合意を急がねばならない課題は山積したままだ。困難なものばかりである。だが、来年9月の独総選挙まで時間稼ぎをしている余裕は単一通貨ユーロにも世界経済にもない。まずは独仏の首脳間で信頼関係を築き、一つずつ問題解決に向けて共同推進役を果たしてもらいたい。

読売新聞 2012年10月22日

EU首脳会議 危機克服へ統合を深化せよ

財政・金融危機の克服に向け、欧州が結束を強めて統合を深化する方針を打ち出した。一歩前進だが、問われるのは、迅速な行動である。

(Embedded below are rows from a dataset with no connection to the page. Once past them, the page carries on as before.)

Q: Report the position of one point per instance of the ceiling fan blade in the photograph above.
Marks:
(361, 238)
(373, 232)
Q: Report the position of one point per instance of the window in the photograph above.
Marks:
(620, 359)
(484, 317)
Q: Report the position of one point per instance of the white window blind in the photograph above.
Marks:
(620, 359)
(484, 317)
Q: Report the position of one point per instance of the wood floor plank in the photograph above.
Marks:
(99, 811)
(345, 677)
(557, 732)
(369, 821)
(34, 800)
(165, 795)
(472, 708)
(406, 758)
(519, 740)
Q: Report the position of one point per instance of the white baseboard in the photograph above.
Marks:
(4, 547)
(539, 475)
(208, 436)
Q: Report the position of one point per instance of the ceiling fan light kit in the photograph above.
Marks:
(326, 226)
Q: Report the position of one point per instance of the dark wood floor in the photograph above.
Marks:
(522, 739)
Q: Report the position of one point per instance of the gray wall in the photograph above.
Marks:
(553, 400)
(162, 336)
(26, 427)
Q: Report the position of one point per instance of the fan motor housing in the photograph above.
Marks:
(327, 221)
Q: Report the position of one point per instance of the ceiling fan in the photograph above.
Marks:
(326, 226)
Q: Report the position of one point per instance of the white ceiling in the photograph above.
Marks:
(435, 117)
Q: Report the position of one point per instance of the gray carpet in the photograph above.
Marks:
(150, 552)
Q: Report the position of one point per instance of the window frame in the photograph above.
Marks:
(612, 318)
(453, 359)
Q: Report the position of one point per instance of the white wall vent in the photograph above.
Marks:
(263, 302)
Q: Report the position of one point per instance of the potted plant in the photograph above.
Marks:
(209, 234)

欧州連合(EU)の首脳会議は、各国に委ねていた銀行監督を来年から段階的に欧州中央銀行(ECB)に一元化することで合意した。金融行政を統合する「銀行同盟」構想に沿った措置と言える。

欧州は通貨ユーロで統一されたが、金融行政や財政はバラバラという弱点がある。銀行監督が甘く、財政赤字を拡大させた要因となった。その反省から欧州が統合深化に踏み出したのは妥当だ。

恒久的な金融安定網として、欧州安定メカニズム(ESM)が8日に発足した。ESMが経営悪化の銀行に直接資本注入して支援するには、銀行の経営状況を正確に把握することが前提になる。

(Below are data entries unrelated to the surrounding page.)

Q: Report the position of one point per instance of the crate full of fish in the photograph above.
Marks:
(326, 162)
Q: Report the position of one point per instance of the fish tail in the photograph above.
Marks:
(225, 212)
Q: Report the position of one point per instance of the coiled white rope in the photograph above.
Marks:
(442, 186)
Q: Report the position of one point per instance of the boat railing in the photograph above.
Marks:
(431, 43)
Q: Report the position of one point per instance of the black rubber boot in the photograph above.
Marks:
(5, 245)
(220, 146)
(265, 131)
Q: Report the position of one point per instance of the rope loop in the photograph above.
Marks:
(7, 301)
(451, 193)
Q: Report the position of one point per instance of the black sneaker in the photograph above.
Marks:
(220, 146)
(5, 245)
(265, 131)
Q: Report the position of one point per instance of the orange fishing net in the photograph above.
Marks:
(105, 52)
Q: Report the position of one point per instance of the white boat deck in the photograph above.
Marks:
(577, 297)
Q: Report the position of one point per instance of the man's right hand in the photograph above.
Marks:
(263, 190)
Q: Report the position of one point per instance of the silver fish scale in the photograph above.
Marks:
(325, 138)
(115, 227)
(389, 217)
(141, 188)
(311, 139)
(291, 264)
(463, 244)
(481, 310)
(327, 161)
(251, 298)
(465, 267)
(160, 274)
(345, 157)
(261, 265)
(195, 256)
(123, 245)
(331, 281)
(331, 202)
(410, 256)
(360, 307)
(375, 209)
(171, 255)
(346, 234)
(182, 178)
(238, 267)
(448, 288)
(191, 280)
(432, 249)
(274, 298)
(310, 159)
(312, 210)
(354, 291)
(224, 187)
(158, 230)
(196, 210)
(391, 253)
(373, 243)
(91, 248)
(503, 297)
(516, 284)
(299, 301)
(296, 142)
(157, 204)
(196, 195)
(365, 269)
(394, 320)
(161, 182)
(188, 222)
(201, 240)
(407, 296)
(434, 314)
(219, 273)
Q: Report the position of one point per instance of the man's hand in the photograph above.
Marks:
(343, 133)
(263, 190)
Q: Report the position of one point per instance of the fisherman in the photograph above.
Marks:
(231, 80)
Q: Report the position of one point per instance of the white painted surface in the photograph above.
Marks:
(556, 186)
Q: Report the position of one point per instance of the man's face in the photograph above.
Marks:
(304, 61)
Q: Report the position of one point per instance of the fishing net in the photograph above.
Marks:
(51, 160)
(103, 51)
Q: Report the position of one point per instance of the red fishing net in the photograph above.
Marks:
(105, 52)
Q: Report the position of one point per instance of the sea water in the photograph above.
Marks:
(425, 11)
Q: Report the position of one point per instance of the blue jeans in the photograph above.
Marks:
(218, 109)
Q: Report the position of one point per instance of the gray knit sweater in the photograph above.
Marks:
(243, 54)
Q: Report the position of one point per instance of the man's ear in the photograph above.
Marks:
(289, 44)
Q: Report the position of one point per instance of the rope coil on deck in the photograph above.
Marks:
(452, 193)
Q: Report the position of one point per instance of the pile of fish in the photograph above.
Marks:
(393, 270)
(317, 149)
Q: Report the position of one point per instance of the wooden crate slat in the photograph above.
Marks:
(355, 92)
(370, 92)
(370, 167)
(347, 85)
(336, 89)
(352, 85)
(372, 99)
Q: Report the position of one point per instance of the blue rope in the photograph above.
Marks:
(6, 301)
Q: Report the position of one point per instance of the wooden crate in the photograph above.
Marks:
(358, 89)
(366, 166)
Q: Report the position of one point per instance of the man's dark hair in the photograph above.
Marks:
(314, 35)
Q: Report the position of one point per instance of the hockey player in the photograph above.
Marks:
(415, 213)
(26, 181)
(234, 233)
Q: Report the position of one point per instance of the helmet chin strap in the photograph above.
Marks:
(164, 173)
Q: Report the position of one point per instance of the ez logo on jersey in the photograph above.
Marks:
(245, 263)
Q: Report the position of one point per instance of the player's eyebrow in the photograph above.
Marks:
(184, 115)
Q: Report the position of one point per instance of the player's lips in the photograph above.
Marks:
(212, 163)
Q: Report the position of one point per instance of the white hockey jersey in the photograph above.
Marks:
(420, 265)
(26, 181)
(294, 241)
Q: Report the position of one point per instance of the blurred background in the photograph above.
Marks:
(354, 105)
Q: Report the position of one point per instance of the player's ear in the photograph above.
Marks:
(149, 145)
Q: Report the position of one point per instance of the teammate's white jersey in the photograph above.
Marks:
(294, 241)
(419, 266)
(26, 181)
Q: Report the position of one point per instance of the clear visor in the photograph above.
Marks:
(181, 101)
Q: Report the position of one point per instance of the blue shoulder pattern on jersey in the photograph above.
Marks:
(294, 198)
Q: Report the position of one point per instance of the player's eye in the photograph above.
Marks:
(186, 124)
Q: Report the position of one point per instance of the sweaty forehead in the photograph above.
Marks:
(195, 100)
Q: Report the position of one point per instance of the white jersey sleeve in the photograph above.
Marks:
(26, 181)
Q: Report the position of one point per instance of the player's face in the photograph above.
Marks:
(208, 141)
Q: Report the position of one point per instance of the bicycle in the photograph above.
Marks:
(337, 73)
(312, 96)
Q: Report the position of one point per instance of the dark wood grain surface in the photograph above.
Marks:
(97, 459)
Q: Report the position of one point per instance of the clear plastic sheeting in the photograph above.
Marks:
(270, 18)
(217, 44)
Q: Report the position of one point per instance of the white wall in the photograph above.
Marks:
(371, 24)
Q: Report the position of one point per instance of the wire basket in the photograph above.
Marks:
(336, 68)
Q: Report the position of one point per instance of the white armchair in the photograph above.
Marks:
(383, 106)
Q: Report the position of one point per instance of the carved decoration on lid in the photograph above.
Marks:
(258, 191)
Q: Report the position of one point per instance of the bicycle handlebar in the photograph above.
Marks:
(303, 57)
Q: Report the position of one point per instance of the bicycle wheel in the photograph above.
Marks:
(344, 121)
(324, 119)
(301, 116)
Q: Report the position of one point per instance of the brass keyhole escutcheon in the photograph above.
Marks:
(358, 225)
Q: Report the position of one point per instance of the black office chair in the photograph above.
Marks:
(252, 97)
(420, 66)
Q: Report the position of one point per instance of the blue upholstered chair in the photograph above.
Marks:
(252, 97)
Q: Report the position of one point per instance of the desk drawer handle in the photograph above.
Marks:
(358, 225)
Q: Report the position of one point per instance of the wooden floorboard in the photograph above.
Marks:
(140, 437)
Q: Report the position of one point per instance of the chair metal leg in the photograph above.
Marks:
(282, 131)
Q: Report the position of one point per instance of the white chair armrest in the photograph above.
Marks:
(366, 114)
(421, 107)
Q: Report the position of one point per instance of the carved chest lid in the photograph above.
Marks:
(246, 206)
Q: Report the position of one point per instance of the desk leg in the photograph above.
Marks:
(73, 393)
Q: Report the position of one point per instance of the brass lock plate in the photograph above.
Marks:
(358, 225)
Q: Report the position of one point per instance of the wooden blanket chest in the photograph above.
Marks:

銀行監督の一元化によって、ESMを銀行支援に活用する道が開かれる。各国が銀行を公的資金で救済して財政が悪化し、市場が混乱するという「負の連鎖」を断ち切る効果が期待されよう。

ただ、銀行監督がいつ一元化されるか曖昧な点も残る。銀行同盟を完成させるには、欧州全体の預金保険制度や、銀行が破綻した場合の処理策も必要となる。負担増を警戒するドイツは慎重だが、早急に妥協点を探るべきだ。

首脳会議は、財政危機国を支える「ユーロ圏共通予算」の導入など、財政統合の方策も協議し、12月の次回会議まで議論を重ねることになった。具体的な行程表作りを急いでもらいたい。

懸念されるのは、当面の焦点であるスペインへの支援策が見送られたことだ。深刻な財政危機に陥ったスペインがまだ欧州当局に支援要請していないためだ。

スペイン国債の利回りが最近、比較的落ち着いているからと言って、油断してはなるまい。速やかに支援策をまとめ、財政再建に取り組むことが肝要である。

危機の震源地ギリシャの財政再建の先行きも懸念される。首脳会議は、ギリシャが求めた財政再建目標の先送りに応じるかどうかについて決着を持ち越した。

EUは今年のノーベル平和賞の栄誉に輝いた。授賞理由は「欧州の平和と和解、民主主義と人権の促進への貢献」である。

長びく欧州危機が、世界経済の減速を招いている。平和賞は危機克服に向け、統合を深化させようと苦闘するEUへのエールの意味合いがあろう。欧州各国が責任を果たすことが求められている。